In an open letter, Ratliff cited the recent Texas Education Agency snapshot report for the 2013-14 school year, and the numbers were pretty clear. Compared to charters, traditional ISDs had lower dropout rates; higher graduation rates; and higher STAAR, SAT, and ACT scores. They are also better places to work, with higher average teacher salaries, more experienced staff, and fewer students per teacher. On top of that, ISDs also spend less money on administration and have fewer administrators as a portion of their work force. That last point is particularly damaging for fiscal conservatives, who constantly harp on supposed inefficiencies within public schools.
While noting that there are good and bad public schools, just as there are good and bad charters, these statewide numbers are clear. Ratliff wrote, "ISDs aren't perfect, but they graduate more kids, keep more kids from dropping out, and get more kids career- and college-ready than their politically connected competitors."
This brought an immediate and sharp response from an unexpected source: a joint letter, signed by former U.S. Secretary of Education Rod Paige and former Texas House Public Education Committee Chair Paul Sadler. The pair argued that Ratliff used the wrong numbers, and that he should have used the more in-depth TEA 2014 Comprehensive Report on Texas Public Schools. The pair argued that Ratliff "contorts data to paint an unflattering picture of public charter schools," adding, "our elected officials shouldn't be misleading the public with claims and data that only serve to drive a wedge between our public education options on which Texas families rely."
When asked for a response to their response, Ratliff effectively thanked them for making his point about the disproportionate influence of charter schools for him. "When you have the former Texas House Public Education Committee chair and the former U.S. secretary of education teaming up to respond to a little old state board member's press release, the political connection is made in spades."
Case in point: Ratliff has joined the growing chorus of concern over the fact the former Al Price State Juvenile Correctional Facility in Beaumont is being rented to the Evolution Academy Charter School for $1 per month, even though the state still owes millions in bonds on the property. Moreover, this comes as founders of the Houston-based Varnett Public School charter network in Houston were charged with 19 felony counts related to embezzling $2.6 million in school funds. Many public education advocates are questioning how lax state oversight must have been to allow this to happen.
Ken Zarifis, president of school union Education Austin, applauded Ratliff for calling attention to the constant efforts by public figures like U.S. Secretary of Education Arne Duncan to tout charters over public schools. He said, "I scratch my head over this, because these are people who on the surface have been proponents of quality education for all." As for the TEA snapshot's stats, he called the difference between privately run charters and traditionally run public schools "pretty glaring. Pound for pound, you look at apples to apples, if you use everything across the board, it's clear public schools do a better job."

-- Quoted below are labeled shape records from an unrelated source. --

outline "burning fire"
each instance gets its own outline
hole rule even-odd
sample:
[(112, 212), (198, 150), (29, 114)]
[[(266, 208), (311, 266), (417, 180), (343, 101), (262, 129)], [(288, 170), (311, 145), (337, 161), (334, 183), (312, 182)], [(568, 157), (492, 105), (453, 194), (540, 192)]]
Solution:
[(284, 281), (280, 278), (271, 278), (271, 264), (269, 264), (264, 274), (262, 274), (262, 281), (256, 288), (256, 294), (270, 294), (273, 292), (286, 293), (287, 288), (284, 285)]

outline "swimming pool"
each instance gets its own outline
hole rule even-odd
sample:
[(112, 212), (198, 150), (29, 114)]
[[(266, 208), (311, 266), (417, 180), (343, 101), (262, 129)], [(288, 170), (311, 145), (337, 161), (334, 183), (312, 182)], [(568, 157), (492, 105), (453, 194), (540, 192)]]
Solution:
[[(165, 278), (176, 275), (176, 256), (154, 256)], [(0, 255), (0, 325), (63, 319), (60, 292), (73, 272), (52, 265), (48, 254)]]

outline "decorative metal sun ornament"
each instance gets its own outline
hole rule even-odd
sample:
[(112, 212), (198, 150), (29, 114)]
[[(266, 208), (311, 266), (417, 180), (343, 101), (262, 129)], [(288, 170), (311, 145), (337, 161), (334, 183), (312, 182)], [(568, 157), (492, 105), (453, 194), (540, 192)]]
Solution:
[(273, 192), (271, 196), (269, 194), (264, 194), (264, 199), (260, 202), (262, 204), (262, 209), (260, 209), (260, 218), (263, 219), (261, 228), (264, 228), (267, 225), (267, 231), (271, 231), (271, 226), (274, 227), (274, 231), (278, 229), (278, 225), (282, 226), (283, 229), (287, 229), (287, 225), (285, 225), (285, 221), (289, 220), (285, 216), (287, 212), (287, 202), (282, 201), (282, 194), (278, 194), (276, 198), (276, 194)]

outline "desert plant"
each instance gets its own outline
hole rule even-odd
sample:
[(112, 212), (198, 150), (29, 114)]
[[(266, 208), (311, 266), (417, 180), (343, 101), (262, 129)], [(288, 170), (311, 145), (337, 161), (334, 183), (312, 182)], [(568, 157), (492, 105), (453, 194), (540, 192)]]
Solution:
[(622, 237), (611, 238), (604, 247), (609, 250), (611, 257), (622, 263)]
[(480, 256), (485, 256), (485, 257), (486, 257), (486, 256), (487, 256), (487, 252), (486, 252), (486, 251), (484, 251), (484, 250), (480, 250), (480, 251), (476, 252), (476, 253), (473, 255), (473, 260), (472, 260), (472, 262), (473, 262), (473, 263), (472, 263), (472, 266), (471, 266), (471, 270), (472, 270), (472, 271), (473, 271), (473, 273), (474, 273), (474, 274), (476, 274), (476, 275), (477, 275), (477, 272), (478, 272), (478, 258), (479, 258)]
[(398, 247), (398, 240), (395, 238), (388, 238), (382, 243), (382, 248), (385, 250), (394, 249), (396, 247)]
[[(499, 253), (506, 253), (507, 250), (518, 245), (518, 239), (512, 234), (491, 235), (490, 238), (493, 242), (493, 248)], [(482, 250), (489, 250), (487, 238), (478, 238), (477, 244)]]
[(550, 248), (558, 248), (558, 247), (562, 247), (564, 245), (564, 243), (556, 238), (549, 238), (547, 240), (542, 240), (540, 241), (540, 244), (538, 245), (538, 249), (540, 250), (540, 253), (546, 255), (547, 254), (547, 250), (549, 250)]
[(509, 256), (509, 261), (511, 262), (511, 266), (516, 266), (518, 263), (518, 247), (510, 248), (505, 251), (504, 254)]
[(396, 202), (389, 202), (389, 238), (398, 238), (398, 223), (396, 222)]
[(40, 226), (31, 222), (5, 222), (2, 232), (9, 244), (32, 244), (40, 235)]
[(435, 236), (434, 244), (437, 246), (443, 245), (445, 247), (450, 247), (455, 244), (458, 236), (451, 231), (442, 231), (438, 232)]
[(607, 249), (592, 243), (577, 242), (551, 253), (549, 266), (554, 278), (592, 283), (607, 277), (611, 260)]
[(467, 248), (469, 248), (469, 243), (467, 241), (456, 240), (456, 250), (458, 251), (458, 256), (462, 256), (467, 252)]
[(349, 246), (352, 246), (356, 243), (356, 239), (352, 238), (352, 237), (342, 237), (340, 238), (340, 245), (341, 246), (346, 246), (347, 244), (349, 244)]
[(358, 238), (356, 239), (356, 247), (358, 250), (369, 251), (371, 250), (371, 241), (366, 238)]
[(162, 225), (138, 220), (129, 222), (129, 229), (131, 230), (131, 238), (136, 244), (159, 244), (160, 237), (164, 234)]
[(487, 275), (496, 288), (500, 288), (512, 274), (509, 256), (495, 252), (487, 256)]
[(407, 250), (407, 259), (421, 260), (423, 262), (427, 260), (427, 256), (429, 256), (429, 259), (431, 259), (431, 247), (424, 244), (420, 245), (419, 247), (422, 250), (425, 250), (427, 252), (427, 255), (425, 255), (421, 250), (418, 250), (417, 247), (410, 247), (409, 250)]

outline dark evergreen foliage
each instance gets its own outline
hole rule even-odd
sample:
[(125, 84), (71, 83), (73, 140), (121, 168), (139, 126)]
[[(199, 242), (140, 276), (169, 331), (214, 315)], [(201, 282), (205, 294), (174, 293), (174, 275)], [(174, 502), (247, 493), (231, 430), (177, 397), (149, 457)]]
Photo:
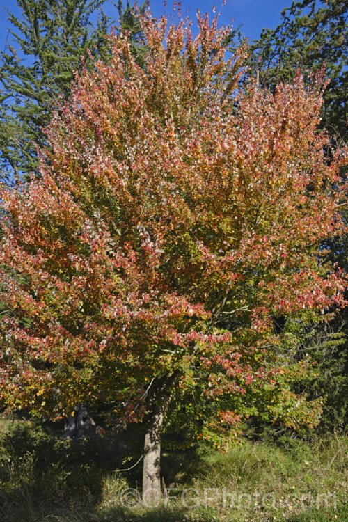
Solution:
[[(323, 120), (333, 134), (347, 134), (348, 0), (294, 0), (275, 29), (263, 29), (251, 46), (251, 64), (260, 81), (274, 86), (325, 66), (330, 84)], [(347, 136), (346, 136), (347, 138)]]
[(8, 184), (36, 171), (36, 144), (52, 104), (70, 92), (74, 72), (88, 49), (100, 52), (108, 20), (96, 29), (89, 18), (104, 0), (17, 0), (21, 19), (9, 14), (13, 30), (0, 52), (0, 169)]

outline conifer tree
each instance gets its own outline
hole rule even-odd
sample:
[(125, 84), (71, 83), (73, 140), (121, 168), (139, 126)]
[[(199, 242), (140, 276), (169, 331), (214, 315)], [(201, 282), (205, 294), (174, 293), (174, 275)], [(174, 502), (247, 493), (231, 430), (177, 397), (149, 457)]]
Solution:
[(9, 14), (11, 38), (0, 53), (0, 169), (7, 184), (37, 171), (36, 145), (54, 100), (70, 93), (74, 71), (88, 49), (100, 52), (108, 21), (89, 19), (104, 0), (17, 0), (22, 17)]
[(348, 0), (293, 0), (282, 12), (275, 29), (263, 29), (251, 47), (252, 67), (260, 81), (274, 87), (291, 81), (299, 68), (315, 72), (325, 66), (330, 78), (322, 117), (335, 136), (347, 134), (348, 80)]

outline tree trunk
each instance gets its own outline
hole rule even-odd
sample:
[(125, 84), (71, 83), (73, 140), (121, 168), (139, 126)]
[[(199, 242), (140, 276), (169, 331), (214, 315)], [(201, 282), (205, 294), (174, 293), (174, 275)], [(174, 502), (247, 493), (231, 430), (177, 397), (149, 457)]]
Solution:
[(79, 405), (75, 407), (74, 414), (70, 417), (64, 426), (64, 433), (61, 438), (79, 441), (84, 436), (95, 434), (95, 422), (90, 417), (86, 406)]
[(162, 494), (161, 491), (161, 433), (168, 406), (171, 399), (170, 388), (178, 374), (154, 382), (149, 398), (150, 413), (146, 424), (143, 465), (143, 501), (146, 505), (157, 505)]

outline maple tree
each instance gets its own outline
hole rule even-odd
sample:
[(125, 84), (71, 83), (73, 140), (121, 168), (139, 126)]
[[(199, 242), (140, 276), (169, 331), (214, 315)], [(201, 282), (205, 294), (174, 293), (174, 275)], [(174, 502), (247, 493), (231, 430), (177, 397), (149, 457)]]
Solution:
[(345, 305), (321, 245), (344, 230), (347, 187), (345, 151), (317, 130), (322, 75), (237, 89), (246, 51), (226, 57), (217, 17), (198, 13), (196, 37), (188, 19), (139, 20), (145, 65), (110, 37), (111, 63), (53, 115), (40, 178), (1, 192), (0, 397), (143, 422), (149, 499), (166, 419), (222, 449), (251, 414), (317, 422), (320, 400), (289, 390), (306, 362), (278, 350), (296, 336), (274, 322)]

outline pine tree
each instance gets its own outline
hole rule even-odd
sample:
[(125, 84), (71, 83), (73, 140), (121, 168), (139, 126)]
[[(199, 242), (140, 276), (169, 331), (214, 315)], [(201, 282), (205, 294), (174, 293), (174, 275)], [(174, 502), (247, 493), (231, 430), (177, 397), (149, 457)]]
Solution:
[(36, 145), (54, 100), (70, 93), (74, 71), (88, 49), (105, 46), (108, 20), (90, 15), (104, 0), (17, 0), (21, 19), (9, 14), (12, 40), (0, 53), (0, 179), (7, 184), (37, 172)]
[(274, 87), (291, 81), (296, 69), (315, 72), (323, 65), (329, 88), (323, 120), (333, 134), (347, 132), (348, 81), (348, 0), (293, 0), (282, 12), (276, 29), (264, 29), (251, 47), (251, 65), (261, 84)]

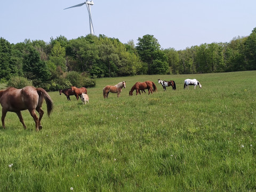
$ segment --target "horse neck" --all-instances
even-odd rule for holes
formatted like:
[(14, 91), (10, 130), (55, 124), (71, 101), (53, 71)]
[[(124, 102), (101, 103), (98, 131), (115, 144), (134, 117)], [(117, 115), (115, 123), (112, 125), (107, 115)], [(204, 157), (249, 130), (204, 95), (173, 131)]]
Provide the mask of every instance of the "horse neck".
[(0, 99), (1, 99), (2, 96), (3, 95), (3, 93), (4, 93), (4, 91), (5, 90), (0, 90)]
[(117, 88), (123, 88), (123, 82), (120, 82), (117, 84), (115, 86)]
[(130, 91), (130, 92), (131, 92), (132, 93), (132, 92), (133, 92), (133, 91), (134, 91), (134, 90), (136, 89), (136, 88), (135, 88), (135, 86), (136, 86), (136, 84), (135, 84), (134, 85), (133, 85), (133, 86), (132, 86), (132, 89), (131, 89), (131, 91)]

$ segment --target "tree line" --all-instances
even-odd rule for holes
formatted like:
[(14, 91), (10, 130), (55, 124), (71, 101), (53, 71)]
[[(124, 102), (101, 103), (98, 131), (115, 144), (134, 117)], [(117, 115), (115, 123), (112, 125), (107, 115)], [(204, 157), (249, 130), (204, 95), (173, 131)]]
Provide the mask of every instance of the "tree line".
[(95, 78), (105, 77), (250, 70), (256, 70), (256, 28), (229, 43), (179, 51), (161, 49), (151, 35), (139, 37), (136, 45), (103, 35), (71, 40), (60, 35), (49, 43), (25, 39), (15, 44), (0, 38), (0, 83), (27, 81), (47, 91), (93, 86)]

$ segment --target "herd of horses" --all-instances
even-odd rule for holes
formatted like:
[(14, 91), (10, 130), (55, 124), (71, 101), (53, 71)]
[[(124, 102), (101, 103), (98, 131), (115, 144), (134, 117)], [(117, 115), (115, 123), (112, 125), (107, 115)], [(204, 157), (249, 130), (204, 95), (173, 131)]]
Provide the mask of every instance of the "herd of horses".
[[(161, 84), (166, 91), (166, 87), (172, 86), (173, 90), (176, 90), (176, 84), (174, 81), (165, 81), (160, 79), (158, 79), (158, 84)], [(117, 93), (117, 97), (120, 97), (120, 93), (123, 88), (125, 88), (126, 83), (125, 81), (121, 82), (117, 84), (107, 85), (103, 89), (103, 96), (104, 98), (108, 98), (109, 93)], [(202, 88), (202, 85), (196, 79), (187, 79), (184, 81), (184, 89), (188, 89), (189, 85), (196, 86), (199, 85)], [(136, 82), (129, 91), (129, 95), (132, 96), (134, 90), (136, 91), (136, 95), (138, 93), (141, 94), (141, 92), (146, 93), (145, 90), (148, 90), (148, 94), (157, 91), (156, 84), (152, 81), (147, 81), (145, 82)], [(86, 101), (89, 102), (89, 97), (87, 94), (87, 90), (85, 87), (82, 87), (77, 88), (72, 86), (70, 89), (61, 89), (59, 90), (60, 95), (63, 93), (66, 97), (68, 101), (70, 100), (69, 96), (75, 95), (77, 100), (79, 97), (84, 104)], [(42, 88), (35, 88), (33, 86), (28, 86), (23, 89), (17, 89), (14, 87), (9, 87), (6, 90), (0, 90), (0, 103), (2, 109), (2, 124), (4, 129), (5, 129), (4, 119), (7, 112), (11, 111), (15, 113), (20, 122), (22, 124), (25, 129), (27, 128), (24, 123), (21, 111), (28, 110), (31, 116), (33, 117), (36, 125), (36, 131), (39, 131), (42, 129), (41, 121), (44, 111), (42, 109), (42, 106), (44, 99), (45, 100), (47, 106), (47, 113), (50, 116), (53, 109), (53, 104), (50, 95)], [(35, 111), (39, 113), (39, 118), (36, 114)]]

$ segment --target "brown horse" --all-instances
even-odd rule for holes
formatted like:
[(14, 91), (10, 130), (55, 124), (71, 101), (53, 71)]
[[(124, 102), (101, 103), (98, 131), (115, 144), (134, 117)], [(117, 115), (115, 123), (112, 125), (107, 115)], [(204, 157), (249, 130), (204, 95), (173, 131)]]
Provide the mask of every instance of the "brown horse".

Ratliff argued that Paige and Sadler are going after the wrong target. He said, "I didn't make these numbers up. These are straight from TEA's report and TEA's snapshot. They can shoot the messenger all they like." He took particular umbrage with their claim he should have used the comprehensive report, replying, "I'm not interested in slicing up the data differently because they don't like the results." Moreover, he argued that the way the longer report separates out numbers for charter dropout recovery schools from data for other campuses skews the numbers in the private sector's favor. "ISDs don't get to carve off hard-to-educate kids," he said. "I'll be the first to admit that charter schools have saved some kids' lives ... but they can't corner the market on kids in danger of dropping out."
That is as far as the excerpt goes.